Latter appeared to have a scattershot approach towards musical genres throughout his entire career, doing sitar-tinged Rolling Stones cover versions, pounding Northern Soul tracks, and supremely ridiculous disco records (check out "John Travolta You Are A Superstar" for an example of just how far the boat of ludicrousness can be pushed out to sea). Perhaps it therefore shouldn't be a surprise to me that this single consists of two genres for the price of one, with a piece of pounding glam rock on the A-side and some second-hand popsike on the flip. "Sweet Little Rock N Roller" is a likable but inessential seventies thudder which seems to be drawing its inspiration from both Abba and Suzi Quatro without quite managing to scale the heights that either artist managed. Still, those influences were clearly enough to push this record towards some moderate sales on the continent, even if it was greeted with utter disinterest in the UK. A full version can be purchased over on iTunes if you're interested.
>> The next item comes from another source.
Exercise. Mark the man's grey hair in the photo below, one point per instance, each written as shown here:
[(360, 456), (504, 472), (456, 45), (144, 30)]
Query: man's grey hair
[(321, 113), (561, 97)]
It's what's occurring on the flip-side which is a source of both surprise and bemusement to any seasoned "psych collectible" head, however, "Auntie Annie's Place" being a cover version of a track whose original version nestled on the "Circus Days" series of compilation albums. The original was released by a studio group called Kidrock and paired with the whimsical "Ice Cream Man" and released as a single specifically targeted towards the Infant and Junior School market in 1973. Whilst managing to become a minor hit in Spain thanks to the use of it on an ice cream commercial (as you'd expect) it did absolutely zip-all business in the UK, despite being a perfectly good piece of toytown pop in its own right. Fully grown (and probably predominantly middle-aged) "Circus Days" listeners were in fact listening to this for years without being informed that it was actually supposed to be appreciated by pre-pubescents.
The B-side "Auntie Annie's Place" was a stripped-back and sweet but unambitious piece of acoustic musing on the subject of going to visit one's favourite relative and her friendly dogs. Probably recorded in as few takes as time would allow, the understated nature of the work actually made it seem perhaps too subtle for kiddies, but as Marty Feldman once observed, artists can do whatever they want on the B-side... So in this case, why Latter has taken the song and given it a truly epic orchestral arrangement defies logic. The lyrics of child-like wonder remain, but are instead delivered with Latter giving them a full-throttle, high powered performance, in front of strings that would have shocked Suede circa "Dog Man Star". Such high production values are seldom found tucked away on flip-sides, which makes me wonder if at some point this was being mooted as the headline song.
It has to be said, the melodrama also suits the track, converting it from a piece of folksy acoustic musing into a Bowie-esque piece of musical theatre. "Auntie Annie's Place" - whatever that may be - now sounds like it lives in some glaring technicolour valley, whereas the original seemed to me as if might have been suggesting a run-down and barely converted straw barn. It turns the track into an incredibly unlikely but pretty damn marvellous observation on childhood nostalgia.